The company was originally listed on the New Zealand stock exchange as Bridgevale Mining and changed its name in 1987, the same year it acquired Toy Warehouse. Bridgecorp Holdings was delisted after the toy company – considered underperforming – was sold in 1992 and went into receivership the same year. Rod Petricevic effectively took control of Bridgecorp after it was delisted. He tried several times to relist the company, but was rejected by the NZX. In 2002, Bridgecorp Holdings was deregistered in New Zealand and moved its headquarters to Sydney, Australia. Bridgecorp Limited served as a subsidiary for New Zealand while Bridgecorp Finance Ltd was established as its Australian arm.
In 2004, Bridgecorp Holdings began trading at Unlisted, a New Zealand-based trading facility. In 2006 the group began reporting the results of the Bridgecorp Limited subsidiary to Unlisted, when it was actually the parent company, Bridgecorp Holdings, whose shares were being traded. In the following three years, the company attracted more than 18,000 investors from both Australia and New Zealand with promised return rates between 9 and 11 percent a year. In August 2006 Bridgecorp Finance was banned from raising money from existing investors by the Australian Securities and Investments Commission. The Commission had issued warnings of "solvency issues" concerning the group as early as December 2005.
Bridgecorp collapsed in 2007 with most of the Bridgeport companies being placed in receivership afterwards. At this time the company owed 14,500 investors A$467 million. Graham Miller of the Covenant Trustee Company was appointed trustee for the group following its collapse.

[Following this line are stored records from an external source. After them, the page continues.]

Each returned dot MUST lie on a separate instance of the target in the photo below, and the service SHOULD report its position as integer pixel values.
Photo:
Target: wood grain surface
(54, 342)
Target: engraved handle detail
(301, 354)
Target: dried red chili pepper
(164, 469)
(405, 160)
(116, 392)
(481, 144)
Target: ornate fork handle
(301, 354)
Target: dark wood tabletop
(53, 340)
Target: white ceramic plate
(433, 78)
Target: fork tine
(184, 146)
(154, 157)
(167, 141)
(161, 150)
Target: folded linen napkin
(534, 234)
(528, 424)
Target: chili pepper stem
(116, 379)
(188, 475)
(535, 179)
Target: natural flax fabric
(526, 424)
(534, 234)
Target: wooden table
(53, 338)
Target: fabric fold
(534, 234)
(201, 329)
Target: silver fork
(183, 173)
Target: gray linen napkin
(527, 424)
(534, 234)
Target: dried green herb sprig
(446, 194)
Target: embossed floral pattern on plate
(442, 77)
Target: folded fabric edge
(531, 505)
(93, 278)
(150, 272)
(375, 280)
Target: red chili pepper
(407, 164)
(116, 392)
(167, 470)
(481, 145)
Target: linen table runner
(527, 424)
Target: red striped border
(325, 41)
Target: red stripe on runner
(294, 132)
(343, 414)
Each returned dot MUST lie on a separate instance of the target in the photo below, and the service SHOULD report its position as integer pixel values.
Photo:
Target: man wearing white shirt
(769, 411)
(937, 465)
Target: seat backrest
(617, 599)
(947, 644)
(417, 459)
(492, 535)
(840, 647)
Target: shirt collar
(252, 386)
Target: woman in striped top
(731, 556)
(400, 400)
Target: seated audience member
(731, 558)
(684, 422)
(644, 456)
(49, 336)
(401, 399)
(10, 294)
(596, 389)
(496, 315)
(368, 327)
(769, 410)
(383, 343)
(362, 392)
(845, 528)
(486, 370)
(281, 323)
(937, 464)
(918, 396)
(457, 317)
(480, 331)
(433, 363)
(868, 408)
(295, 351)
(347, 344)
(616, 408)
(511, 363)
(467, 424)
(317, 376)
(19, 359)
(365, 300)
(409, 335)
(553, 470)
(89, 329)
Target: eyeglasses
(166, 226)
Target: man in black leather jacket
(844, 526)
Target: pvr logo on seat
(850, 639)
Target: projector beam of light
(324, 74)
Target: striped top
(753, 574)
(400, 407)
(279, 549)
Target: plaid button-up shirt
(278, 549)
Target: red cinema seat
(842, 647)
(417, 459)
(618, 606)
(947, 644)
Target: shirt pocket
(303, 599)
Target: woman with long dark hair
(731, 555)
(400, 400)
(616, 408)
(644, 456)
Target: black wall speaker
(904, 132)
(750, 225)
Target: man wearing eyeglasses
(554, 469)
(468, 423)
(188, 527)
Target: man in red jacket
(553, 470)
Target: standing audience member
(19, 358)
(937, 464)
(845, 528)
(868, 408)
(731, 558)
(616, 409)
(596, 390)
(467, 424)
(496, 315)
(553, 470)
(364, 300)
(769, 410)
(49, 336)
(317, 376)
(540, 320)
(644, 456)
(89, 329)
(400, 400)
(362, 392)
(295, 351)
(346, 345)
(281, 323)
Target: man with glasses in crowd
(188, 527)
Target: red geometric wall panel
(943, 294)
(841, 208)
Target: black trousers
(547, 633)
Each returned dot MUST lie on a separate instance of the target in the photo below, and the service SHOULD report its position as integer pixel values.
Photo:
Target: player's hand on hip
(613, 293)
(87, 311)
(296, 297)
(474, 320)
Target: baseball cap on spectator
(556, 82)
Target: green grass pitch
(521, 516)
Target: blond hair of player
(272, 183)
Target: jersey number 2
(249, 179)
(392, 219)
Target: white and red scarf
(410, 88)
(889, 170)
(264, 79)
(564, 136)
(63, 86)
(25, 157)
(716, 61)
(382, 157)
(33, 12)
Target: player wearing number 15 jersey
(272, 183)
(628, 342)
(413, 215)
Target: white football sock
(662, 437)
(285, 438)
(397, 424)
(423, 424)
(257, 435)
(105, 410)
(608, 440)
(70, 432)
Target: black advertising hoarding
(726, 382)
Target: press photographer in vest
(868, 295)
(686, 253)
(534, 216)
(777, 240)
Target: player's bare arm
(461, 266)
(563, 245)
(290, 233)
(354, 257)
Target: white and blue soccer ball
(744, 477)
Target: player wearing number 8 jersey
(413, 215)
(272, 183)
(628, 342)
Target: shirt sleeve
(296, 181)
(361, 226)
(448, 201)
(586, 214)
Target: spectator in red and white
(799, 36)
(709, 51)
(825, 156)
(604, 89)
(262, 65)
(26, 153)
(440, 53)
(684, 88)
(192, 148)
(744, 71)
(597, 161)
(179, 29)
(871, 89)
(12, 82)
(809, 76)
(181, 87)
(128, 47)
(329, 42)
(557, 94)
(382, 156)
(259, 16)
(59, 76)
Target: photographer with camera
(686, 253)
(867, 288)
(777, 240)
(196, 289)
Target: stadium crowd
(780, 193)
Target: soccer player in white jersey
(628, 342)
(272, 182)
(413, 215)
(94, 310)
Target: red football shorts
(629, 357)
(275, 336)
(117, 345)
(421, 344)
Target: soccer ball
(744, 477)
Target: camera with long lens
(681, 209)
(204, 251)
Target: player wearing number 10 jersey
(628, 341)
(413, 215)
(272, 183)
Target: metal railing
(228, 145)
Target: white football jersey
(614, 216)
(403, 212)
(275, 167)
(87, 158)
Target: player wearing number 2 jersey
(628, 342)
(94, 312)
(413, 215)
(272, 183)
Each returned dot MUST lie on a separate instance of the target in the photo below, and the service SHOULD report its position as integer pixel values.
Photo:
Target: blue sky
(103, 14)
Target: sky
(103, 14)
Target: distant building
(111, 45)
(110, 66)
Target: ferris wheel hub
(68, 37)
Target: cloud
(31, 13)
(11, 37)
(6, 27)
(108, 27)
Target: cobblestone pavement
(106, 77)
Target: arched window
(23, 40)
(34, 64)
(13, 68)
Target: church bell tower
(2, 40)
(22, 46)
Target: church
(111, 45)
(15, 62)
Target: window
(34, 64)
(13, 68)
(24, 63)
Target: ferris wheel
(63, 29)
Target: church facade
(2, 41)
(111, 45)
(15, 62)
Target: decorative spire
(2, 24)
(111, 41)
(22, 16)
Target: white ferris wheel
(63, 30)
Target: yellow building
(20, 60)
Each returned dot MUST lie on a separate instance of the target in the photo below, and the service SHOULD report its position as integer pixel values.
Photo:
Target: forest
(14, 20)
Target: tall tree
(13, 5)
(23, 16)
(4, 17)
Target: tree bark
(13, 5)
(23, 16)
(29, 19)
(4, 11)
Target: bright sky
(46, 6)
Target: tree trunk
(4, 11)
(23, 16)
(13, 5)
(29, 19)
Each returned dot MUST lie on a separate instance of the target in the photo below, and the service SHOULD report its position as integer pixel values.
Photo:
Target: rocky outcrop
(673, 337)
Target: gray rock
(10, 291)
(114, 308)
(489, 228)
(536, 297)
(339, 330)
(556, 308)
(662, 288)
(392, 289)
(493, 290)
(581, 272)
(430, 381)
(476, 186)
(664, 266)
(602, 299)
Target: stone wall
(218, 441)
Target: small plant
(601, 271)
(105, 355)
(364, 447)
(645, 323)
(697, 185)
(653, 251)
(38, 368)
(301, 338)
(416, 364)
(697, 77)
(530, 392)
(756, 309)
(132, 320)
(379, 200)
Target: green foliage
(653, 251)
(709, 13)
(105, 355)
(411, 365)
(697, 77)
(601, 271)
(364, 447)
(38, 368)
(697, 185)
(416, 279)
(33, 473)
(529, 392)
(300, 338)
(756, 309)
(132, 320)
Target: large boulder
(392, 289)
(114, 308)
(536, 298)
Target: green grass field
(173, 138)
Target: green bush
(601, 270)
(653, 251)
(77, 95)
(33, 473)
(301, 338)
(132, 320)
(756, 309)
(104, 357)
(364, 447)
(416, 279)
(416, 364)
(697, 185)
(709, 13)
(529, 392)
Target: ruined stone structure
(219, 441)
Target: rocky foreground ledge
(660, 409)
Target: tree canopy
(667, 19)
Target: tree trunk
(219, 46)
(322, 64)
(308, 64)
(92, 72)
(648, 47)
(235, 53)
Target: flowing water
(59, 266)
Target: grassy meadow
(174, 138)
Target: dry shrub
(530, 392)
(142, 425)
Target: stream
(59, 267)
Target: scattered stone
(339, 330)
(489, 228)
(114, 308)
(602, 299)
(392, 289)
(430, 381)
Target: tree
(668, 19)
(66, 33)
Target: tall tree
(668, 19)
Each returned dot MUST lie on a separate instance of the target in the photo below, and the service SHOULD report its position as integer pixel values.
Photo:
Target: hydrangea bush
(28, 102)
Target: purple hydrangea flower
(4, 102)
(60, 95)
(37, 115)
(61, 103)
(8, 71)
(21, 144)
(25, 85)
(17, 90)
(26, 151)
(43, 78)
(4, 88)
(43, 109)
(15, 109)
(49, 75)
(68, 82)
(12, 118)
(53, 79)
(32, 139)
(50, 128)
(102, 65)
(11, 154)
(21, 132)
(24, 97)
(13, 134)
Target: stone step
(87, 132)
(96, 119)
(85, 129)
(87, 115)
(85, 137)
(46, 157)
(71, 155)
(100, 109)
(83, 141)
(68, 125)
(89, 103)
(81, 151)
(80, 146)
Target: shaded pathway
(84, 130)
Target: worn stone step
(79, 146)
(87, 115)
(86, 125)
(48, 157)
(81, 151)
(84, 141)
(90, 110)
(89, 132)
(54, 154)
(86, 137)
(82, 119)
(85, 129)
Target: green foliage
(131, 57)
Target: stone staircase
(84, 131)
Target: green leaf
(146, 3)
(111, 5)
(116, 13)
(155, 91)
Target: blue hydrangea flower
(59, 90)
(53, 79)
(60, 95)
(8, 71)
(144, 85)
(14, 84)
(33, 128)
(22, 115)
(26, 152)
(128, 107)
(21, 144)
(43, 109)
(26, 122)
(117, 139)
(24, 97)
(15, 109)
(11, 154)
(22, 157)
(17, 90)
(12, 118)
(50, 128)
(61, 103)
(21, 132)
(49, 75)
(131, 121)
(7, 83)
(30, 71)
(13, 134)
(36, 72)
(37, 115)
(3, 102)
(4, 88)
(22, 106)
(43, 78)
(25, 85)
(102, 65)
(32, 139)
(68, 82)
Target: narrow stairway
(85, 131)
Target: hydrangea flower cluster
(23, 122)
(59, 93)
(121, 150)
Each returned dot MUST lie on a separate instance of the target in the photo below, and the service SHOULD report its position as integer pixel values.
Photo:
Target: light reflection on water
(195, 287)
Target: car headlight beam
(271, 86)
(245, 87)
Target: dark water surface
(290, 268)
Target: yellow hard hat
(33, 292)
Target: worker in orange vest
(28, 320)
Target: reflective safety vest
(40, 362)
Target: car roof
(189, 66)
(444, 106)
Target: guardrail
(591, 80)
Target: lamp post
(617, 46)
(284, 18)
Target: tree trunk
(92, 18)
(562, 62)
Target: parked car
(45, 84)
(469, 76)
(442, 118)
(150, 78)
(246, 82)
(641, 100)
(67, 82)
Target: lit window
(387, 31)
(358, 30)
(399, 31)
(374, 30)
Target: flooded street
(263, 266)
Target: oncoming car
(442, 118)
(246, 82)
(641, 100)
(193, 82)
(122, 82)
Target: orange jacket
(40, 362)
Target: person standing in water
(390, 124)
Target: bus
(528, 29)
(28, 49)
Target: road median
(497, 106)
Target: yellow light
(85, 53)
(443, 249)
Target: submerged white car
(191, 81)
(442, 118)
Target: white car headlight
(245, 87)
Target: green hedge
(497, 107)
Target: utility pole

Rod Petricevic, former chairman Bruce Davidson, Rob Roest, Gary Urwin and Peter Steigrad were charged in July 2007 after Bridgecorp went into receivership. Petricevic sought legal aid to pay for his legal bills, but it was denied on the grounds that he remained a trustee of a family trust with access to considerable wealth. On 5 April 2012 Petricevic, Roest and Steigrad were found guilty of making untrue statements in their investment prospectuses. Urwin and Davidson had earlier pleaded guilty to all charges.
On 17 April 2012 Gary Urwin was sentenced to two years in jail. Although Urwin had asked for sentence of home detention, Justice Pamela Andrews said this would not be appropriate.
On 26 April 2012, Petricevic was sentenced to six and a half years in jail by Justice Venning. His lawyer, Charles Cato, had argued for a lower sentence due to Petricevic's age and the effect the trial and conviction had had on his family. Justice Venning dismissed the request stating that he was not convinced the remorse shown by Petricevic was genuine.
On 18 May 2012, Rob Roest was also sentenced to six and a half years in jail by Justice Venning. His lawyer, Paul Dacre, had asked Justice Venning for a lower sentence than Petricevic's due to undisclosed family issues and the fact Petricevic was the ultimate "boss" of Bridgecorp. This was again denied with the judge stating that Roest had not shown proper remorse. On the same day Peter Stiegrad was sentenced to nine months' home detention, ordered to complete 200 hours of community services and pay $350,000 in reparation.
In October 2012 receiver PwC filed a civil action in the High Court at Auckland for $442 million against three of the former directors for "breach of directors' duty". Rod Petricevic, Rob Roest, Peter Steigrad, Gary Urwin and Bruce Davidson were named in the suit. As Petricevic and Roest have been declared bankrupt, they are exempt from the legal proceedings. This is one of the largest civil claims in New Zealand history.